6. The method of claim 4, wherein obtaining the compression factor for each of the receive antennas comprises:

and determining the compression factor corresponding to each receiving antenna according to the preset frequency number corresponding to each receiving antenna.

7. The method of claim 4, wherein obtaining the compression factor corresponding to each of the receiving antennas, and compressing the first data according to the compression factor corresponding to each of the receiving antennas, to obtain the second data corresponding to each of the receiving antennas, comprises:

acquiring identification information of each receiving antenna;

acquiring a compression factor corresponding to each receiving antenna according to the cycle reading times and the identification information of each receiving antenna;

And compressing the first data according to the compression factor corresponding to each receiving antenna to obtain second data corresponding to each receiving antenna.

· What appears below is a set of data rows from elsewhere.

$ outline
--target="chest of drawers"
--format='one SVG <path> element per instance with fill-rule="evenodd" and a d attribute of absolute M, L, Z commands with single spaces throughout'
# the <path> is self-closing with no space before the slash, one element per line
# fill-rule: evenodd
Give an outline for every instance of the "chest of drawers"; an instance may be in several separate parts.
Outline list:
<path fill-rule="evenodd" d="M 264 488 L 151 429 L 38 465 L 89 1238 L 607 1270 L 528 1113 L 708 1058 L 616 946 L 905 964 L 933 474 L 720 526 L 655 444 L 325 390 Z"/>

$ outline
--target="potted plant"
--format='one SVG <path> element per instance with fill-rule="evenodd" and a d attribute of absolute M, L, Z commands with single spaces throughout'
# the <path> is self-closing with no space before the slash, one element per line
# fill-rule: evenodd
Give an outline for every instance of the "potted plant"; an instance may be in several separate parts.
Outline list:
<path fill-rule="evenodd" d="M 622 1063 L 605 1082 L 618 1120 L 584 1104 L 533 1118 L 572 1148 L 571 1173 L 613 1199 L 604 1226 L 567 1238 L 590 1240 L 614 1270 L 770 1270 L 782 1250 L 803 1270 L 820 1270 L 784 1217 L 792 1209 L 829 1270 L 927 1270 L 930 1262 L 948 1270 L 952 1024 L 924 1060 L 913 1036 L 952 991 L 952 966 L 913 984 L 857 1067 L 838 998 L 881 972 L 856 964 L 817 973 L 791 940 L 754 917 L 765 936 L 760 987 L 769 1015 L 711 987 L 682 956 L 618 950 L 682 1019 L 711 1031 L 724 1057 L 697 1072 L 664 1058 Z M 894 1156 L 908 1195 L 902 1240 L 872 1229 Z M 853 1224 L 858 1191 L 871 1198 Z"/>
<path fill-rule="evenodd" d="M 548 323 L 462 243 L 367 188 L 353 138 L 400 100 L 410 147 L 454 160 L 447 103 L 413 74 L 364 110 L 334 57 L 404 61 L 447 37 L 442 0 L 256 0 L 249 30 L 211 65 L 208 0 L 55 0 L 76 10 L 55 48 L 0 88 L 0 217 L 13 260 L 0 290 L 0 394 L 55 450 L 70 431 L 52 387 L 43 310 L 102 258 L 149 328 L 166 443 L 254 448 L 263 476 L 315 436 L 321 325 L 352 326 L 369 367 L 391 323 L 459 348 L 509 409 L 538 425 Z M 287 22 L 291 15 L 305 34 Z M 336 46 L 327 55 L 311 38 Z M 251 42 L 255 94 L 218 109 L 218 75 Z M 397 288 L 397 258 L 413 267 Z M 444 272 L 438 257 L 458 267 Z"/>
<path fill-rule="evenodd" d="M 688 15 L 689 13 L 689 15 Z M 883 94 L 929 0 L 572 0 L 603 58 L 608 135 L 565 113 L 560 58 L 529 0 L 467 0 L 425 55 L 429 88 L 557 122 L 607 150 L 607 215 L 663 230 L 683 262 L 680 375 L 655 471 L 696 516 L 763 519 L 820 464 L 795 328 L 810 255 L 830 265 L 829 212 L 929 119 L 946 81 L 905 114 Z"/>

8. A method according to claim 3, wherein determining target data from the second data corresponding to each of the receive antennas comprises:

and inputting the second data corresponding to each receiving antenna into a data rearrangement buffer for data rearrangement according to the preset frequency number corresponding to each receiving antenna to obtain target data, wherein the target data comprises a target compression factor and AXC data, and the target compression factor comprises an I component compression factor and a Q component compression factor.

9. A data processing apparatus, comprising:

the acquisition module is used for acquiring first data corresponding to at least one receiving antenna;

the acquisition and compression module is used for acquiring the compression factor corresponding to each receiving antenna, and compressing the first data according to the compression factor corresponding to each receiving antenna to obtain second data corresponding to each receiving antenna;

and the determining module is used for determining target data according to the second data corresponding to each receiving antenna.

10. An electronic device, the electronic device comprising:

at least one processor; and

a memory communicatively coupled to the at least one processor; wherein,,

the memory stores a computer program executable by the at least one processor to enable the at least one processor to perform the data processing method of any one of claims 1-8.

11. A computer-readable storage medium, characterized in that the computer-readable storage medium stores computer instructions for causing a processor to implement the data processing method of any one of claims 1-8 when executed.